Anger Management
I was angry a lot during the past week. The schedule was tight and I felt a lot of pressure to keep everyone moving so nothing got missed. Children, even older kids like Kiki and Link, run on their own schedules. For kids examining the worm on the sidewalk is just as important as getting to school on time. They would dawdle and I would yell trying to usher us all from one activity to the next.
Today at church there was a lesson on anger. Mostly it was a class discussion on what anger is, what causes anger, and what we should do about it. I really needed the reminder that my anger is my responsibility. Anger is a red flag that something in my life is out of balance. I may not always be able to avoid getting angry, but when I do I should pay attention to what made me angry. In the calm after anger it is my responsibility to figure out what stresses in the situation triggered anger. Then it is my responsibility to try to restructure so that it doesn’t happen that way again.

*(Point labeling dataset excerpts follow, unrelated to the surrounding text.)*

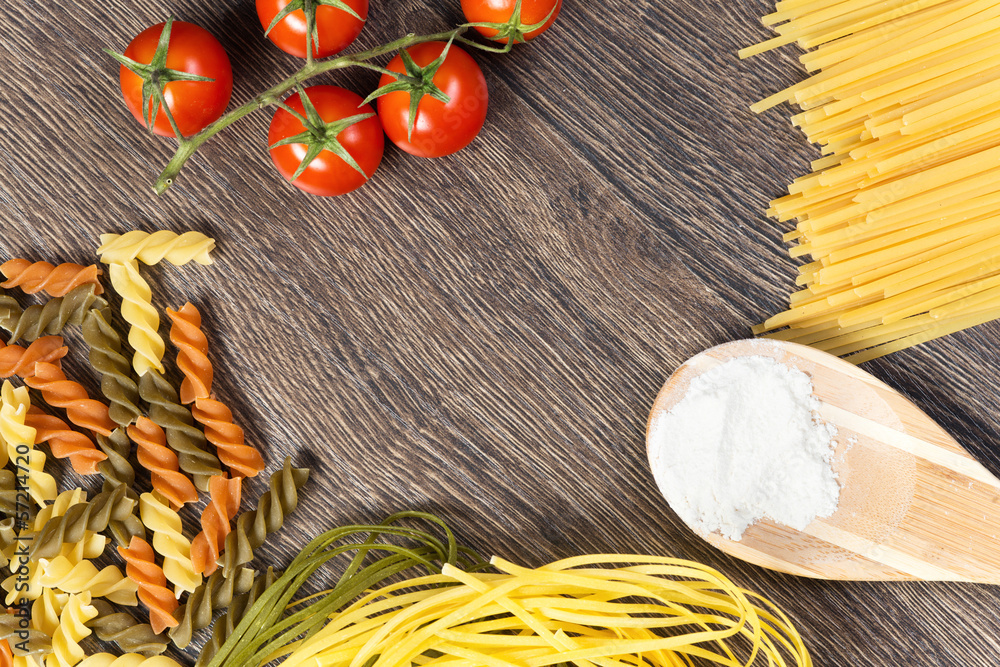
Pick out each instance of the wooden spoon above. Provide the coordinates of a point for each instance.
(913, 503)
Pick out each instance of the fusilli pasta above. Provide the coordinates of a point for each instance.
(19, 441)
(34, 277)
(192, 354)
(169, 541)
(84, 577)
(106, 357)
(182, 435)
(59, 392)
(254, 526)
(20, 361)
(154, 455)
(138, 311)
(215, 523)
(153, 248)
(141, 567)
(64, 442)
(51, 317)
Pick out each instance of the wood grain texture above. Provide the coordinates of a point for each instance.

There are environmental situations that contribute to anger. I am much more likely to be angry and irrational if I am tired. I get angry more easily of the house is a mess. If my surroundings are chaotic I frequently feel overwhelmed and anger comes more easily. There are preventative measures I can take against these things. It is not always possible to prevent all the triggers, but I need to prevent as many as I can as often as I can.
There are specific behaviors from my kids that always make me angry. For example me announcing bedtime and the kids either acting like I haven’t said anything or running away from me. The kids have free agency. I can not prevent them from choosing bedtime-avoidance behaviors. However, I can make sure that I announce bedtime in the least provocative way possible. Giving a five minute warning can make a world of difference. I can also choose a calm time to sit down with the kids and explain to them how frustrated and angry I feel when they ignore me or run away from me. They may still run away and I may still get angry, but at least then I will have done everything in my power to prevent the anger.
When I am angry I have a responsibility to channel my anger into acceptable paths. No matter how angry I am at the kids, I should never hit them to relieve my feelings. I do not think the kids understand how tempting it is to wallop a child who is defiant or oblivious. The anger swells inside me and a horrible voice in my head says that if I just hit them then they’d have to pay attention. That voice wants my kids to fear me when I’m angry. No matter how angry I am I can not let that voice dictate my actions. The same voice would settle for me calling my children hurtful names, but I should not do that either. Deliberately hurting another person does not solve the problem. It worsens the problem or creates a new one. No matter how angry I am, I have to remain in control of these voices in my head.
When I am angry what I must do is give myself the space to calm down. It is so hard to walk away from a situation that feels so urgent. Sometimes I can’t walk away, but if I can, I should. I always find better ways to manage situations when I’m not angry. Even if I can not physically walk away, I can still take a few deep breaths and try again for calm.
Even if I do everything perfectly. Even if I’ve had enough sleep and the house is clean and I’ve prediscussed things with my kids, there will still be things which will make me angry. I have to see the anger, identify the anger, do something about the anger, and then I have to let it go. This last is most important. One of the biggest triggers for angry outbursts is carrying around a load of unresolved anger. I do this a lot. I will be frustrated about a problem with my computer and then Patches will ask me for food. He then gets yelled at for making a reasonable request. I should never do that to my kids, but I do all the time.
During the lesson today my backyard neighbor offered the comment that she comes from a yelling family, but she is working hard to make sure that the yelling stops with her. She wants to control herself and find other ways to manage her kids than yelling. She then used me as an example of a person who manages kids without yelling. I was so flabbergasted by this that I laughed out loud. I feel like I yell at my kids all the time. I feel awful about doing it. She saw my laugh and said, “Sandra does better than she thinks she does.” It makes me feel good that she says that. It makes me feel humble. I don’t believe she’s right, but I hope that she is. I hope that I’m doing better at keeping my temper than my subjective observations would have me believe.
I have a responsibility to these young people who are mine to raise. I have to strive to be my best possible self at all times. Fortunately my kids seem possessed of a boundless supply of forgiveness. Each time after I’ve lost my temper, I go to them to offer an apology. Always I discover that they have already forgiven me even before I asked. I am humbled that they love me even when I’ve been awful.